Мать с сестрой снова переглянулись и очень странно посмотрели на меня, как будто видят впервые в жизни, но возражать не стали. Только мама, закрывая дверь, добавила, чтобы в двенадцать я всё же был дома, иначе отец мне такую коммуникацию устроит, что надолго запомню. Кстати, папа сегодня работал в третью ночную смену. Ведь в Шахтёрске большинство мужчин трудилось именно на шахтах, которых в округе было больше десятка. А шахта — это такой промышленный организм, который никогда не спит и, отдавая людям свои недра, он словно чёрный шаман забирает плату в виде здоровья и жизни простых рядовых работяг.
«Дискотека в школьной столовой — это лучшая дискотека на свете!» — подумал я, щурясь в полутьме в поисках знакомых парней из своего 8 «А» или из других параллельных восьмых классов. Перед сценой в мерцающих лучах светомузыки поближе к ди-джею кучковались десятиклассники, чтобы руководить очередностью проигрываемых на двух бобинных магнитофонах композиций. Пока на одном бобиннике гремела C. C. Catch на другом уже проматывали на Сандру, чтобы потом, пока немецкая поп-певица затянет про Марию Магдалину, найти какой-нибудь «Blue System» или «Pet Shop Boys». Девятиклассники же тусуовались на середине танцпола. А наши вот они красавцы, подальше от колонок поближе к выходу в коридор. Хотя не всё в школьной иерархии так однозначно. Двое парней из 9-го «Б», например, вполне в авторитете, могут тусить, где захотят, боксёры разрядники, входят в одну местную группировку любителей скататься в другой район, чтобы помахаться там с местными бойцами. Хотя надо признать, такой жести как в Казани у нас нет, город-то маленький, хоть и по площади сильно раскиданный из-за шахт.

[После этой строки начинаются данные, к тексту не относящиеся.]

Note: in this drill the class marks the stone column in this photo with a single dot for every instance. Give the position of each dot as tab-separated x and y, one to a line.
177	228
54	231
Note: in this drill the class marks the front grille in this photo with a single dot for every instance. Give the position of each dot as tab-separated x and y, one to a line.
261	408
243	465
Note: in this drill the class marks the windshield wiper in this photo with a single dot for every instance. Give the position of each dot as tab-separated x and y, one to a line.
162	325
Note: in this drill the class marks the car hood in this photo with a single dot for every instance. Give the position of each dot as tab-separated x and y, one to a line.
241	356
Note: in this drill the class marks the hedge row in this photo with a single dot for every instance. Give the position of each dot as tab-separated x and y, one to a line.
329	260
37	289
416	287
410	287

— Ты чего сегодня как пришибленный? — Громко сказал мне на ухо Андрюха Рысцов, перекрикивая C. C. Catch, которая под приятную музыку взывала к какому-то парню, чтобы тот срочно прыгнул в её машину, то есть «Jump in my car». — Пошли к нашим!
«К нашим, так нашим», — подумал я и сразу же двинулся на танцпол к девчонкам из нашего класса, Томке и Ленке, чем ввёл в ступор своего кореша, который, наверное, предполагал постоять, подперев спиной стенку с парнями из нашей школьной футбольной команды. Тома Полякова — невысокая симпатичная девушка с короткими чёрными волосами, подстриженными под каре. Активистка комсомолка. В нулевые выйдет замуж за иностранца и уедет в Чехию. Сейчас если сказать об этом, то решит, что я провокатор, подстрекатель и предатель Родины. А Лена Рябова ростом повыше, волосы светлые, стройненькая как тростинка. Никуда из Шахтёрска так и не уедет, располнеет, родит четверых карапузов от законного мужа, и пойдёт по торговой линии. Обе сегодня нацепили лосины дикого яркого оттенка и джинсовые юбки «варёнки» длиною по самое не балуй.